The jaws that bite, the claws that catch!
Beware the Jubjub bird, and shun
The frumious Bandersnatch!'

He took his vorpal sword in hand:
Long time the manxome foe he sought—
So rested he by the Tumtum tree,
And stood awhile in thought.

And as in uffish thought he stood,
The Jabberwock, with eyes of flame,
Came whiffling through the tulgey wood,
And burbled as it came!

One, two! One, two! And through and through
The vorpal blade went snicker-snack!
He left it dead, and with its head
He went galumphing back.

'And hast thou slain the Jabberwock?
Come to my arms, my beamish boy!
O frabjous day! Callooh! Callay!'
He chortled in his joy.

'Twas brillig, and the slithy toves
Did gyre and gimble in the wabe;
All mimsy were the borogoves,
And the mome raths outgrabe.

"It seems very pretty," she said when she had finished it, "but it's rather hard to understand." (You see she didn't like to confess, even to herself that she couldn't make it out at all.) "Somehow it seems to fill my head with ideas—only I don't exactly know what they are! However, somebody killed something; that's clear at any rate—"
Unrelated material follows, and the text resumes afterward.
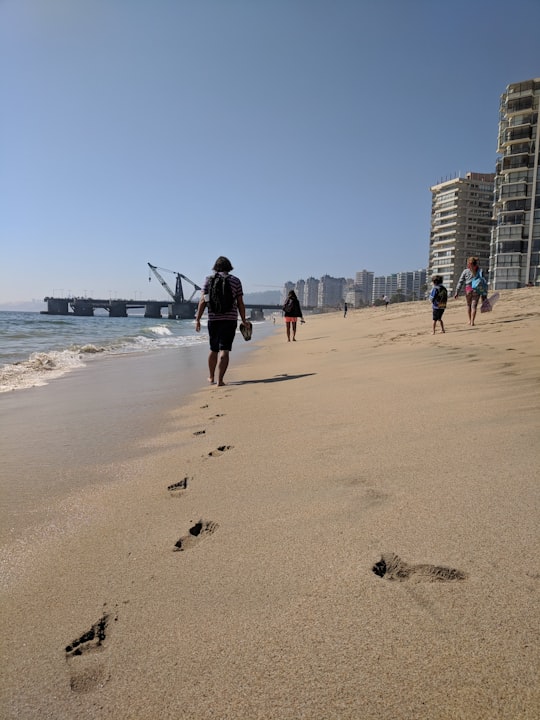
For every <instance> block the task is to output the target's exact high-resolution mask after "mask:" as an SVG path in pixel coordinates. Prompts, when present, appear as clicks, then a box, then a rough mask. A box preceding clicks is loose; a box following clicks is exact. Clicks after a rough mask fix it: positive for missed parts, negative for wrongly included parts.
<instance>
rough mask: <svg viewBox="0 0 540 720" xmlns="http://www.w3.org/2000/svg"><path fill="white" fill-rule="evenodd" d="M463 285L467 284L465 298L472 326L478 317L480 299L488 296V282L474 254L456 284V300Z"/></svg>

"But oh," thought Prim, suddenly jumping up, "if I don't make haste I shall have to go back through the Looking-glass before I've seen what the rest of the house is like. Let's have a look at the garden first." She was out of the room in a moment and ran down stairs—or at least, it wasn't exactly running but a new invention of hers for getting down stairs quickly and easily—as Prim reasoned with herself. She just kept the tips of her fingers on the hand-rail and floated gently down without even touching the stairs with her feet; then she floated on through the hall—and would have gone straight out at the door in the same way if she hadn't caught hold of the door-post. She had become a little giddy with so much floating in the air and was rather glad to find herself walking again in the natural way.